4.3 Read/Write Path Separation

Operation Function Creates dir?
upload (write) ensure_uploads_dir() Yes
list (read) get_uploads_dir() No
delete (read) get_uploads_dir() No

Read paths no longer have mkdir side effects — non-existent directories return empty lists.

5. Security Improvements

Improvement Before After
Zip bomb detection Sum of declared file_size Streaming write, accumulates real bytes
Symlink handling Gateway skips / Client deletes post-extract Unified skip + log
Traversal check Member-level only Member-level + resolve().is_relative_to()
Filename backslash Gateway checks / Client doesn't Unified rejection
Filename length No check Reject > 255 bytes (OS limit)
thread_id validation None Reject unsafe filesystem characters
Listing symlink leak follow_symlinks=True (default) follow_symlinks=False
409 status routing "already exists" in str(e) SkillAlreadyExistsError type match
Artifact URL encoding Raw filename in URL urllib.parse.quote()
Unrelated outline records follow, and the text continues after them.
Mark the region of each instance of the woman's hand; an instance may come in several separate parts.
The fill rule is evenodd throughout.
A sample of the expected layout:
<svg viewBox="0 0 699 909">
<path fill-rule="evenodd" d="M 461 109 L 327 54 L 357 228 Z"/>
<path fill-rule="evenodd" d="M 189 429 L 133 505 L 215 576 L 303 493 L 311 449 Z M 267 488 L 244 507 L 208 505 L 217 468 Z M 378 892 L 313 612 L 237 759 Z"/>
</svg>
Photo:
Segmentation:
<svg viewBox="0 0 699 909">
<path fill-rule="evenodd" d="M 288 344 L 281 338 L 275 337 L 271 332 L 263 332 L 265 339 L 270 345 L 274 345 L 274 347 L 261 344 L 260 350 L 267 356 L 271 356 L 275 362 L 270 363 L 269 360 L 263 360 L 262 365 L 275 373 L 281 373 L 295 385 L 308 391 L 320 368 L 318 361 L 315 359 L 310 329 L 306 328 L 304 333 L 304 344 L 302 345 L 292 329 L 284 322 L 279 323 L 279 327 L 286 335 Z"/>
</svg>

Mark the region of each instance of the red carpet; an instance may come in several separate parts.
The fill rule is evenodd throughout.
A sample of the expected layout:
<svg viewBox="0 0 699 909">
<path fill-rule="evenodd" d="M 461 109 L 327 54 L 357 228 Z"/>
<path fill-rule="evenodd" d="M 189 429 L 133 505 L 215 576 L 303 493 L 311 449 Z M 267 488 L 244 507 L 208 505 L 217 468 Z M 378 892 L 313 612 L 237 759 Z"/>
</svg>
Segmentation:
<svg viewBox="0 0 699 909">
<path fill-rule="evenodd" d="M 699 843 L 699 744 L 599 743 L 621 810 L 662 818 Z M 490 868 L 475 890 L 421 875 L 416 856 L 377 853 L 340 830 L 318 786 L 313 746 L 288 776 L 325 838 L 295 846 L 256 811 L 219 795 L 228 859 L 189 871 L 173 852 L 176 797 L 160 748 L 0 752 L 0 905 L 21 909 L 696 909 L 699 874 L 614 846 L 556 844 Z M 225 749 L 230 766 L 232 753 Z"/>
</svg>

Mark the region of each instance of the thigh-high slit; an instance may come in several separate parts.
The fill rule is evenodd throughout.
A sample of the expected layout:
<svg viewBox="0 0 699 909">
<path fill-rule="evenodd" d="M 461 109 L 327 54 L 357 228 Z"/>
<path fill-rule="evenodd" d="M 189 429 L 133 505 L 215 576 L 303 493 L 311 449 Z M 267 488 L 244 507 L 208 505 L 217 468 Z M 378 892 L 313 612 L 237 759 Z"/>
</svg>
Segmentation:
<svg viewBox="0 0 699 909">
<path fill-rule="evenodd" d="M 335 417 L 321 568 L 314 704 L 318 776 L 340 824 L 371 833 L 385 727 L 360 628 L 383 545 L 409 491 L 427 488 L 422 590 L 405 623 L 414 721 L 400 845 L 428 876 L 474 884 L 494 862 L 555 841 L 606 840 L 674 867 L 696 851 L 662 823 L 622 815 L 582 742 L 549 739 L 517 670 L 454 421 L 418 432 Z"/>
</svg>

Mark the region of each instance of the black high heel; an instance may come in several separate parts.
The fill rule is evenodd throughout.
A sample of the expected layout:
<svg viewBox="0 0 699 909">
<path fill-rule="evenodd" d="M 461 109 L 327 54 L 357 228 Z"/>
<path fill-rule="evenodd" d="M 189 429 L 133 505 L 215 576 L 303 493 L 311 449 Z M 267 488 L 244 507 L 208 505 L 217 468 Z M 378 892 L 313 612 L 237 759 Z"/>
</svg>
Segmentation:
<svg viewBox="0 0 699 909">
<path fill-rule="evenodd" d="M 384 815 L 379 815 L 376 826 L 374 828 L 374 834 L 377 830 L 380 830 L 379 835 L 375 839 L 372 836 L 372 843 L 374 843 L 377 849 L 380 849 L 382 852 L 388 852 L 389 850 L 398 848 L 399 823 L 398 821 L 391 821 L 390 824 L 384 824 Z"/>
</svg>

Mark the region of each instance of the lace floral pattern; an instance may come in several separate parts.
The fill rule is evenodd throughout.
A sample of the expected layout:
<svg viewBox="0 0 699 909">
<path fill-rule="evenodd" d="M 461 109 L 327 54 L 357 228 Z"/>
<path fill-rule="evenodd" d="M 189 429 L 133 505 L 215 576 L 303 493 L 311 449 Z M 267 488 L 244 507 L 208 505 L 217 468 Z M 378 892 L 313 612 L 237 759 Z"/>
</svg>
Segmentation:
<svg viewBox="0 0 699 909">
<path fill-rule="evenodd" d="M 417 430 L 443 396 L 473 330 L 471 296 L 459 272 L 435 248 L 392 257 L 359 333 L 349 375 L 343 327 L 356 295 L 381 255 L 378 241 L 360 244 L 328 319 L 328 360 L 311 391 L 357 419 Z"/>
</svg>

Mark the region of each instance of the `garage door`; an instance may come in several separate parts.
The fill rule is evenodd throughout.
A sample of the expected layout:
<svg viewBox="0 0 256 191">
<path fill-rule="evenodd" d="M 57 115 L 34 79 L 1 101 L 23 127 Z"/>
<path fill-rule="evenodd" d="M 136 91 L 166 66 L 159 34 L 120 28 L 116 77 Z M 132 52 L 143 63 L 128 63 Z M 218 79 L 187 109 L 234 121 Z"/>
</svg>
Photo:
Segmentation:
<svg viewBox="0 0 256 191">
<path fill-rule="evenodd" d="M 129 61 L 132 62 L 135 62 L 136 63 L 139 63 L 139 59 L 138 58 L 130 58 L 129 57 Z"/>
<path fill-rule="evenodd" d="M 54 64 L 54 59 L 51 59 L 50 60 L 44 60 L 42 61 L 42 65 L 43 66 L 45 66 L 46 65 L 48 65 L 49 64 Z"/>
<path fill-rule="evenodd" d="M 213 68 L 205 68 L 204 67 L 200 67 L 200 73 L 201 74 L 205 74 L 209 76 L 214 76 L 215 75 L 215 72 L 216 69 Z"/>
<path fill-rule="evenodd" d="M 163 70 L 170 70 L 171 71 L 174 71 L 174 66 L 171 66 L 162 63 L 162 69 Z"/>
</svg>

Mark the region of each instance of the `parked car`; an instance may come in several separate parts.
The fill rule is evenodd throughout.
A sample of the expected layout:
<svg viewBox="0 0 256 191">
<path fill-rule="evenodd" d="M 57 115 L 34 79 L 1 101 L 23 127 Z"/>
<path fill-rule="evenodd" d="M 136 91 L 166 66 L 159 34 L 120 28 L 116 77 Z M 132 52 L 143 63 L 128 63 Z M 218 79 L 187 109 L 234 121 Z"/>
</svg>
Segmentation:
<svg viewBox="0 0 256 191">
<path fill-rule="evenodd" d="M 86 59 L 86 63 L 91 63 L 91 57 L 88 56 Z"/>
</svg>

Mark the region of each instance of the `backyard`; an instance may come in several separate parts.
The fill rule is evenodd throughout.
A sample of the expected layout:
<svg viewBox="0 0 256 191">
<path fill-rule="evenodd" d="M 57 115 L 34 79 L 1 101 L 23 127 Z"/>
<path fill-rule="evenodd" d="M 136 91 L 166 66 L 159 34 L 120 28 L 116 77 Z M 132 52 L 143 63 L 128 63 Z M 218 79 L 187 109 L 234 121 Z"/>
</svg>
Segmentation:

6. Alternatives Considered

Alternative Why Not
Keep logic in Gateway, Client calls Gateway via HTTP Adds network dependency to embedded Client; defeats the purpose of DeerFlowClient as an in-process API
Abstract base class with Gateway/Client subclasses Over-engineered for what are pure functions; no polymorphism needed
Move everything into client.py and have Gateway import it Violates harness/app boundary — Client is in harness, but Gateway-specific models (Pydantic response types) should stay in app layer
Merge Gateway and Client into one module They serve different consumers (HTTP vs in-process) with different adaptation needs

7. Breaking Changes

None. All public APIs (Gateway HTTP endpoints, DeerFlowClient methods) retain their existing signatures and return formats. The SkillAlreadyExistsError is a subclass of ValueError, so existing except ValueError handlers still catch it.

8. Tests

Module Test File Count
skills.installer tests/test_skills_installer.py 22
uploads.manager tests/test_uploads_manager.py 20
client hardening tests/test_client.py (new cases) ~40
client e2e tests/test_client_e2e.py (new file) ~20

Coverage: unsafe zip / symlink / zip bomb / frontmatter / duplicate / extension / macOS filter / normalize / deduplicate / traversal / list / delete / agent invalidation / upload lifecycle / thread isolation / URL encoding / config pollution.